The male spider has a pear-shaped brown or dark brown carapace that is covered in scales that is typically between 2.0 and 2.5 mm long and 1.4 and 1.9 mm wide. It is marked with two stripes made of white hairs that travel from front to back and, sometimes, two more that cross from side to side, and has a black eye field. The abdomen is shorter and wider, between 1.8 and 2.5 mm long and between 1.35 and 2.0 mm wide, and either brown or dark brown and covered in scales. It has a pattern that consists of a white stripe and V-shape on the front half and white spots on the rear half, sometimes one spot and sometimes three. Occasionally, the white hairs on the spiders rub off, removing the patterns. The chelicerae and clypeus may be dark brown, brown to dark brown, or yellowish brown to brown. In some examples, a sparse covering of white hairs covers the clypeus. The chelicerae may have a few short white hairs or a dense covering of long white hairs. The front and middle spinnerets are yellow the back ones dark brown. The legs may be yellow, brown or dark brown and the pedipalps are a combination of yellow and brown. The cymbium is a combination of brown and yellow with either brown or white hairs. The spider is distinguished from other members of the genus by its short embolus, shaped like a claw, sitting on a wide round base.

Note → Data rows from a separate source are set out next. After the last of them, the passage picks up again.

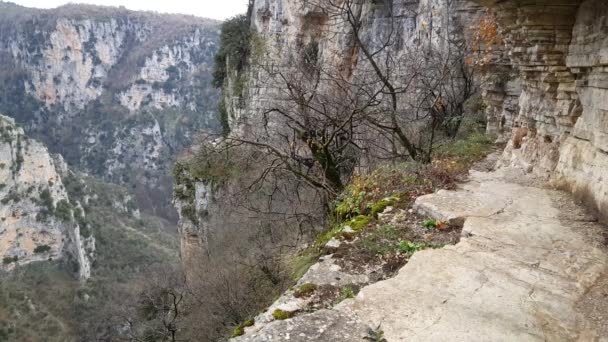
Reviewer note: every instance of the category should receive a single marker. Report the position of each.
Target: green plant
(345, 293)
(234, 48)
(411, 247)
(238, 331)
(306, 290)
(359, 222)
(281, 314)
(430, 224)
(10, 260)
(381, 205)
(300, 263)
(375, 335)
(64, 211)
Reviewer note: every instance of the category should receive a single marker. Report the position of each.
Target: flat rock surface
(531, 266)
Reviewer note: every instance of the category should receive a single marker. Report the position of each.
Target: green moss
(345, 293)
(42, 249)
(189, 211)
(300, 263)
(412, 247)
(306, 290)
(430, 224)
(381, 205)
(281, 314)
(10, 260)
(238, 331)
(359, 222)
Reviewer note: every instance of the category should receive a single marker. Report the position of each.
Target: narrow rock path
(531, 266)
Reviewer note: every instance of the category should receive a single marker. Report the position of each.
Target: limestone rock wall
(558, 49)
(38, 220)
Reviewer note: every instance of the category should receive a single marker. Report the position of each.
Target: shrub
(306, 290)
(234, 43)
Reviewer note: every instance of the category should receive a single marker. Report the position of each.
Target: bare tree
(158, 310)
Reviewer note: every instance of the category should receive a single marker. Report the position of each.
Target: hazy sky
(216, 9)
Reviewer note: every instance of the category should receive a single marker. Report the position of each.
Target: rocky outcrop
(558, 50)
(38, 220)
(117, 93)
(514, 275)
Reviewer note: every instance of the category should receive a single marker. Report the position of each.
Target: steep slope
(39, 220)
(117, 93)
(514, 275)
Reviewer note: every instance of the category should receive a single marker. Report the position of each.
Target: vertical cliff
(117, 93)
(38, 220)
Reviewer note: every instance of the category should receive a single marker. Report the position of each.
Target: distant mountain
(117, 93)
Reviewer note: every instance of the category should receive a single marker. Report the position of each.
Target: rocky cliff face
(38, 220)
(544, 87)
(117, 93)
(558, 51)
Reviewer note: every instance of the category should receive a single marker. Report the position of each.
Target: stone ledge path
(527, 260)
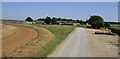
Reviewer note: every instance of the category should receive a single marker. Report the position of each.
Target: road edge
(57, 49)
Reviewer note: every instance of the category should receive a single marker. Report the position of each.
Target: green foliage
(81, 22)
(48, 20)
(29, 19)
(54, 20)
(60, 32)
(107, 25)
(41, 19)
(115, 30)
(96, 22)
(78, 25)
(67, 24)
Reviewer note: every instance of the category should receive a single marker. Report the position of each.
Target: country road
(76, 46)
(84, 43)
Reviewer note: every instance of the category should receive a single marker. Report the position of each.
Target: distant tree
(48, 20)
(29, 19)
(70, 19)
(81, 22)
(41, 19)
(54, 20)
(107, 25)
(96, 22)
(59, 19)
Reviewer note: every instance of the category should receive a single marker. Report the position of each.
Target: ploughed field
(34, 40)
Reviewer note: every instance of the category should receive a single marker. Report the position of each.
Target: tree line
(95, 21)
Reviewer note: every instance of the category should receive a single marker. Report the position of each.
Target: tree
(107, 25)
(54, 20)
(41, 19)
(29, 19)
(48, 20)
(81, 22)
(59, 19)
(96, 22)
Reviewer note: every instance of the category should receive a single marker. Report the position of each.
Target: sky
(60, 0)
(71, 10)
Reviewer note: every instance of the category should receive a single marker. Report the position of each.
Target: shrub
(67, 24)
(78, 25)
(115, 30)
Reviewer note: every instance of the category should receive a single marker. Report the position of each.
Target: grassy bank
(60, 32)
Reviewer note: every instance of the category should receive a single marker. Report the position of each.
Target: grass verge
(60, 32)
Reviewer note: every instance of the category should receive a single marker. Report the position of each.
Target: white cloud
(60, 0)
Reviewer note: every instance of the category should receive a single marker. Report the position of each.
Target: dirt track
(23, 36)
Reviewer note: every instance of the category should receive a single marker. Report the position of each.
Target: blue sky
(74, 10)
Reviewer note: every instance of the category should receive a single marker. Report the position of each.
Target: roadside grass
(8, 31)
(60, 32)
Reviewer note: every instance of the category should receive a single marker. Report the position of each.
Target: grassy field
(115, 26)
(60, 32)
(8, 30)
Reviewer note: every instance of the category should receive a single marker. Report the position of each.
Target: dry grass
(34, 46)
(8, 30)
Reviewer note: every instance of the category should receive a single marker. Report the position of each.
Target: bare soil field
(8, 30)
(100, 46)
(23, 36)
(35, 46)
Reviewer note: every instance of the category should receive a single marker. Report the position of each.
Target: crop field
(8, 30)
(44, 41)
(60, 32)
(115, 26)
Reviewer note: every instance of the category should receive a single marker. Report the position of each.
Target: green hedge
(115, 30)
(67, 24)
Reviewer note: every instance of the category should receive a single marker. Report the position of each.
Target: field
(60, 32)
(8, 30)
(115, 26)
(48, 37)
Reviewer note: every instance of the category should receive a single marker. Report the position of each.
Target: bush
(67, 24)
(78, 25)
(115, 30)
(96, 22)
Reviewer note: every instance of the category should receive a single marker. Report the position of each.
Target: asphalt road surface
(76, 46)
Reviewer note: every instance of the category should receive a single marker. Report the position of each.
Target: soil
(23, 36)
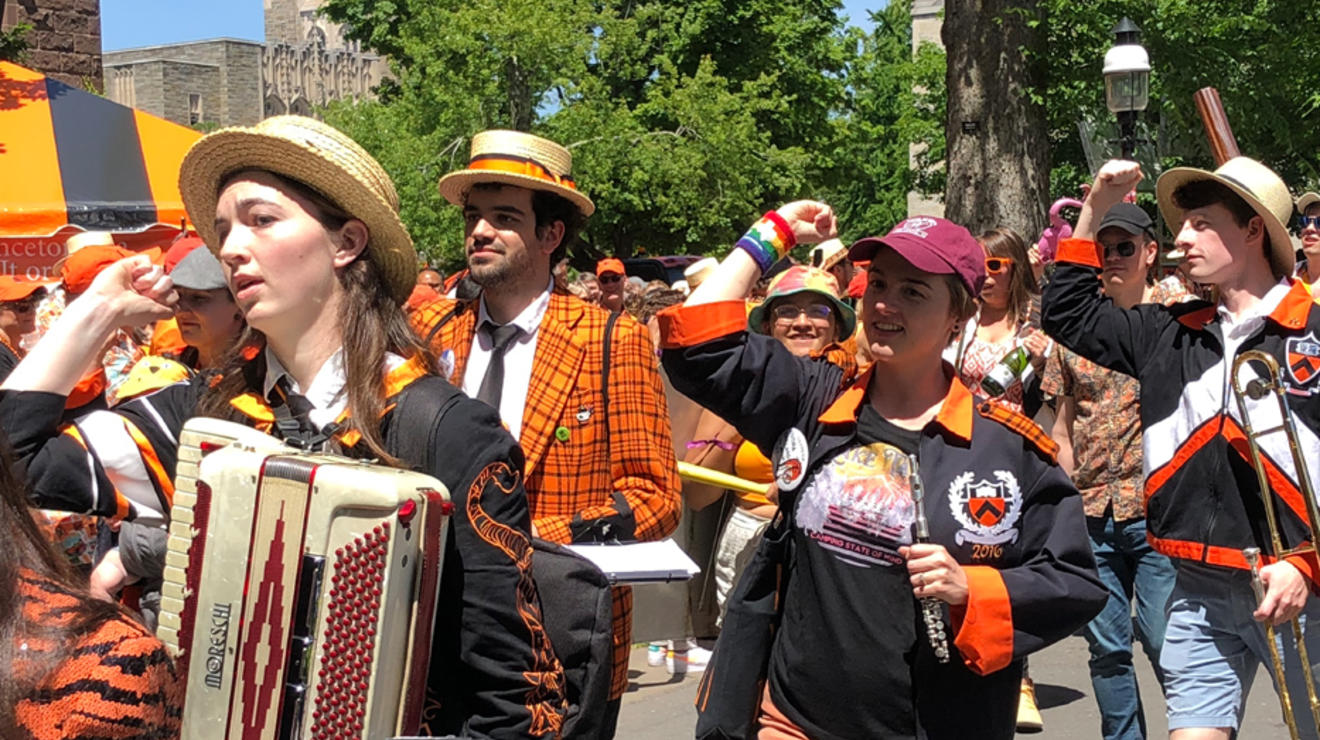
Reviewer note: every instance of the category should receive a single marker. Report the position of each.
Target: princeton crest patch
(1303, 358)
(986, 509)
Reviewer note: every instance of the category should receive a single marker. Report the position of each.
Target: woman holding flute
(1006, 559)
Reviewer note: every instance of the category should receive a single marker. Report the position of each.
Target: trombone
(1257, 389)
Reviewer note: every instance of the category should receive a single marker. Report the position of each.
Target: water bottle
(1013, 367)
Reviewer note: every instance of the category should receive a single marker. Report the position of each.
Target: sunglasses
(1123, 248)
(815, 311)
(19, 306)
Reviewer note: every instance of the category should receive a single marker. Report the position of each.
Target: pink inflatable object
(1057, 230)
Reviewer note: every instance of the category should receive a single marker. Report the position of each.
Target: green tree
(1263, 58)
(684, 119)
(13, 42)
(896, 99)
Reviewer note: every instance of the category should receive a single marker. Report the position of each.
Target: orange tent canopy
(77, 161)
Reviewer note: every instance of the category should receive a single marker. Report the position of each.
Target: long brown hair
(27, 549)
(371, 326)
(1022, 285)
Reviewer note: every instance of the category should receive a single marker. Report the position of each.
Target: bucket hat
(801, 278)
(518, 158)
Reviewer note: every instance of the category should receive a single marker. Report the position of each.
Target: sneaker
(1028, 716)
(656, 653)
(692, 660)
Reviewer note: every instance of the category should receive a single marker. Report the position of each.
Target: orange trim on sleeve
(1079, 252)
(152, 461)
(1021, 425)
(985, 624)
(254, 406)
(87, 389)
(688, 326)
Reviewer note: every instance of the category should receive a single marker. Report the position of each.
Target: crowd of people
(951, 451)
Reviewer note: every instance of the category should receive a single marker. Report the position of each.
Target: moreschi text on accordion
(305, 585)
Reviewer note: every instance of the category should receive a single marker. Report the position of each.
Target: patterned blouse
(116, 681)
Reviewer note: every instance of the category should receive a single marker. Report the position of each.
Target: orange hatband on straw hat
(522, 160)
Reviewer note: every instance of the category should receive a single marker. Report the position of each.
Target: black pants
(610, 719)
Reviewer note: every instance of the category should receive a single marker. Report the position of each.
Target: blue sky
(144, 23)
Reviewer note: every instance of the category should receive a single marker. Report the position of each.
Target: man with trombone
(1224, 492)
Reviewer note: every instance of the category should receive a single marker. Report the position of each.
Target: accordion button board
(300, 588)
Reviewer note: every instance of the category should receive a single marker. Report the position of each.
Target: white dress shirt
(326, 392)
(518, 359)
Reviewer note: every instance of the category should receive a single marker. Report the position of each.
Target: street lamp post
(1127, 71)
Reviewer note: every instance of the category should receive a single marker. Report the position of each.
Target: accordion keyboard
(300, 590)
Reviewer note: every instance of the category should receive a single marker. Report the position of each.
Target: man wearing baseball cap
(1203, 497)
(944, 614)
(1098, 431)
(598, 466)
(610, 276)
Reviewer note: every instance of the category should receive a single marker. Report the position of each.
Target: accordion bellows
(300, 588)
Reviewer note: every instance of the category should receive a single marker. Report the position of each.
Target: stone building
(927, 21)
(304, 62)
(65, 37)
(213, 82)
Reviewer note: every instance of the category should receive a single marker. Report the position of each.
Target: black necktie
(493, 383)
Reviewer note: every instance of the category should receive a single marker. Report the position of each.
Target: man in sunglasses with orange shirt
(1098, 431)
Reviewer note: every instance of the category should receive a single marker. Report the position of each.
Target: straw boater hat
(1255, 184)
(322, 158)
(512, 157)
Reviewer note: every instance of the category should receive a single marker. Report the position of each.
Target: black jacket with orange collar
(1030, 569)
(493, 672)
(1203, 500)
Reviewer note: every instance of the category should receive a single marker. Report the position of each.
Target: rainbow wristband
(767, 240)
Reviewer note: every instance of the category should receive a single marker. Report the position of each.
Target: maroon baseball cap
(933, 246)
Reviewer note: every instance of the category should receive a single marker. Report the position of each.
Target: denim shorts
(1212, 649)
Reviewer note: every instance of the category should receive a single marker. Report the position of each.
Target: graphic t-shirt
(842, 662)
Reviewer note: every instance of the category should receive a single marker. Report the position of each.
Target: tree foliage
(1263, 57)
(685, 119)
(13, 42)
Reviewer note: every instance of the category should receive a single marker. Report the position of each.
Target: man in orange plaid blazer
(592, 474)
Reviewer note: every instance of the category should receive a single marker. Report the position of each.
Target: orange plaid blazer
(578, 475)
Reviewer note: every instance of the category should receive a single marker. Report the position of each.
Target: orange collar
(254, 406)
(1291, 313)
(955, 413)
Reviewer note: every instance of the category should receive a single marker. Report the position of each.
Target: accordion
(300, 588)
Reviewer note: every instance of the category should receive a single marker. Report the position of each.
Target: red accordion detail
(359, 571)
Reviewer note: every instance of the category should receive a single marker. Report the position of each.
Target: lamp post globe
(1127, 71)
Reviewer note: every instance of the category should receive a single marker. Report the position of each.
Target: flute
(931, 610)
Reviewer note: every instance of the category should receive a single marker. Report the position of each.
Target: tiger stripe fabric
(572, 470)
(118, 681)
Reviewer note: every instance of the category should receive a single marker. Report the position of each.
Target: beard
(507, 269)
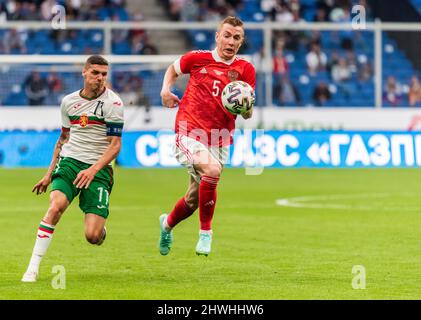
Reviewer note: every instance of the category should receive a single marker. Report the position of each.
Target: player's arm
(85, 177)
(247, 115)
(169, 99)
(251, 80)
(43, 184)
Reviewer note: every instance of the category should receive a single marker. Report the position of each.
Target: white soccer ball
(238, 97)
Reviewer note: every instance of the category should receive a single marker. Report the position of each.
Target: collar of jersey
(90, 99)
(217, 58)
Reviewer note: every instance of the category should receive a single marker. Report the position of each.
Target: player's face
(95, 77)
(229, 40)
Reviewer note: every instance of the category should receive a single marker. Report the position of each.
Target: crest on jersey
(83, 121)
(233, 75)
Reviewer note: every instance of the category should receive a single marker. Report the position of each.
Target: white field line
(331, 202)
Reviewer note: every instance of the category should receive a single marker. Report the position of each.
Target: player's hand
(84, 178)
(247, 115)
(42, 185)
(169, 99)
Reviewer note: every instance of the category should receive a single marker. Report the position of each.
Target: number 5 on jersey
(215, 88)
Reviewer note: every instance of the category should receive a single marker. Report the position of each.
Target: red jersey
(201, 114)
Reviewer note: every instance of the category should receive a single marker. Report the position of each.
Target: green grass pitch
(331, 221)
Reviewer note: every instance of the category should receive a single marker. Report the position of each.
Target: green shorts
(96, 198)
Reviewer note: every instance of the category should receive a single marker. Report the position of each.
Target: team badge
(233, 75)
(83, 121)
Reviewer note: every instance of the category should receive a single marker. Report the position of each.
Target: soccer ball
(238, 97)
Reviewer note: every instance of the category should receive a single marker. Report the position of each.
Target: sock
(180, 212)
(44, 236)
(207, 201)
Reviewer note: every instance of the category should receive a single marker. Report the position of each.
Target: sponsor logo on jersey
(83, 121)
(233, 75)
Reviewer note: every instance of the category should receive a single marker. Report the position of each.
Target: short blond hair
(234, 21)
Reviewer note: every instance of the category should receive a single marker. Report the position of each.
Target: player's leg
(94, 202)
(95, 231)
(210, 170)
(185, 206)
(58, 204)
(183, 209)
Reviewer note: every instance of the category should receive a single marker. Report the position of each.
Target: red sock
(207, 201)
(180, 212)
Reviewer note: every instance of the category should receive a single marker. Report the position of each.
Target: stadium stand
(343, 61)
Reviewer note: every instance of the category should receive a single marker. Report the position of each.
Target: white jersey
(90, 121)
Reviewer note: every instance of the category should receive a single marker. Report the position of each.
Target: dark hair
(96, 59)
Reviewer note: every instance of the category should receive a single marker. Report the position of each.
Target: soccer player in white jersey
(90, 139)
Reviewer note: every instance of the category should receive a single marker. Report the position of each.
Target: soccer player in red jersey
(203, 127)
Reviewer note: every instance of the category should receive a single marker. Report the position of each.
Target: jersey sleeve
(250, 75)
(114, 118)
(65, 120)
(184, 64)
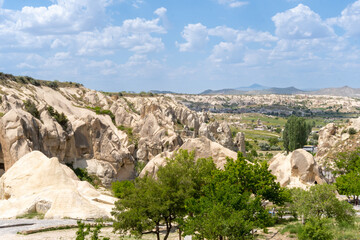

The female is similar in shape to the male but larger. It has a carapace that measures between 2.25 and 2.75 mm in length and between 1.75 and 2.15 mm in width and an abdomen that measures between 2.0 and 2.9 mm in length and between 1.85 and 2.2 mm in width. The colouration is similar to the male, but sometimes the patterns have less complexity and are less bright. For example, a specimen may have only one stripe and two spots on the abdomen. The eye field is orange-brown and the pedipalps are brown-yellow. The epigyne has a flat plate with widely separated lateral copulatory openings and a deep narrow pocket. Although it is similar to Stenaelurillus furcatus, it can be distinguished by the narrowness of the epigyne pocket and the way that the insemination ducts are spaced apart.

==Behaviour==
The spider has primarily been found in sandy environments, but has been observed thriving in swamps and on plants. The species is a specialist hunter and preys on different types of termites, including members of the genera Macrotermes and Odontotermes. The spider also feeds on other prey like fruit flies and leafhoppers. The spider captures its prey by a process of grasping, holding, and injecting its captured prey with venom. It produces a specialised venom that is dedicated for its prey, unlike other species which produce more general-purpose venom. It shares a similar environment to Stenaelurillus modestus, but the two species do not seem to compete for food or space. Stenaelurillus guttiger has also been found foraging along with other termite-eating spiders like Habrocestum africanum and Langelurillus squamiger.

==Distribution==
Stenaelurillus guttiger has one of the most extensive ranges of the genus, stretching across southern Africa. It was first identified in Makapansgat and Pretoria in South Africa. It has subsequently been found across the country, with examples coming from the provinces of Gauteng, KwaZulu-Natal, Limpopo, Mpumalanga and North West. It has been identified in Francistown, Botswana, initially from examples collected in 2006, as well as in Manicaland and Tsholotsho in Zimbabwe. It has also been found in Manica, Mozambique. The holotype is from Ndumo Game Reserve in KwaZulu-Natal.